Rawson Lake is one of those places that is wonderful to visit in both summer and winter. On this particular occasion, it was late summer, and there were still plenty of wildflowers blooming along the trail. We saw alpine fireweed, tall purple fleabane, goldenrods, forget-me-nots and even some brook saxifrage, a stunning little white flower with a bright red centre.

Wildflowers along the trail to Rawson Lake, colored pencil

But the best part in summer is the reflections you get in Rawson Lake, from all sides. Surrounded as it is by Mount Sarrail and the ridges to either side, with dense forest on the north side, you often get still moments where the mountain and it’s patches of snow are almost perfectly reflected in the surface of the lake.

Reflection: Rawson Lake, pastel on paper

Drawing and painting reflections in a lake surface is always a challenge. We have a tendency to assume, when looking at lake reflections, that they perfectly mirror what’s on land. But that’s only rarely the case. The fact that the water is perpendicular to the view tends to stretch things, or foreshorten them, and the viewer’s position relative to the lake surface will change the reflection as well. The slightest breeze, or fish jumping, will create ripples in the water, causing sections of the reflection to “ripple” or blur as well.

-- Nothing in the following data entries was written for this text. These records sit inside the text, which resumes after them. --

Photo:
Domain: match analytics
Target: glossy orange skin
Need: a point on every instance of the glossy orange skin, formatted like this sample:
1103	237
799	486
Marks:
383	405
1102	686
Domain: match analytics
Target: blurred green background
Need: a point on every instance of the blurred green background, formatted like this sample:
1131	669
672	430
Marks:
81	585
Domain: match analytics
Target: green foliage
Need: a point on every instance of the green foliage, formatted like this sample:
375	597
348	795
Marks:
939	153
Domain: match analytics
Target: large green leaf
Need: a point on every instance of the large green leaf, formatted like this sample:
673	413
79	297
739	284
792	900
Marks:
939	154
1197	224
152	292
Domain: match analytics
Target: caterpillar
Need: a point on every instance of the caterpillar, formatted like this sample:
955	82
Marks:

Pencil sketch of Rawson Lake

We travelled around the shore of the lake to the far side (this area is an avalanche zone in the winter), and the reflections changed as we moved along, creating some awesome angles, almost abstract in appearance. We met some folks fishing, including one lucky fellow who caught his first fish as we passed, one of the largest his friend had ever seen coming from Rawson Lake. The day was a little breezy as we arrived at the shore, but the lake stilled as we travelled along the south edge of the lake. We kept stopping to take photos, as the reflections shifted along the way. We had lunch on a slight rise that juts into the lake, which gave us yet another angle. We watched all those energetic people climbing up to Sarrail Ridge and decided it wasn’t for us. We were just happy to enjoy all the marvellous reflections.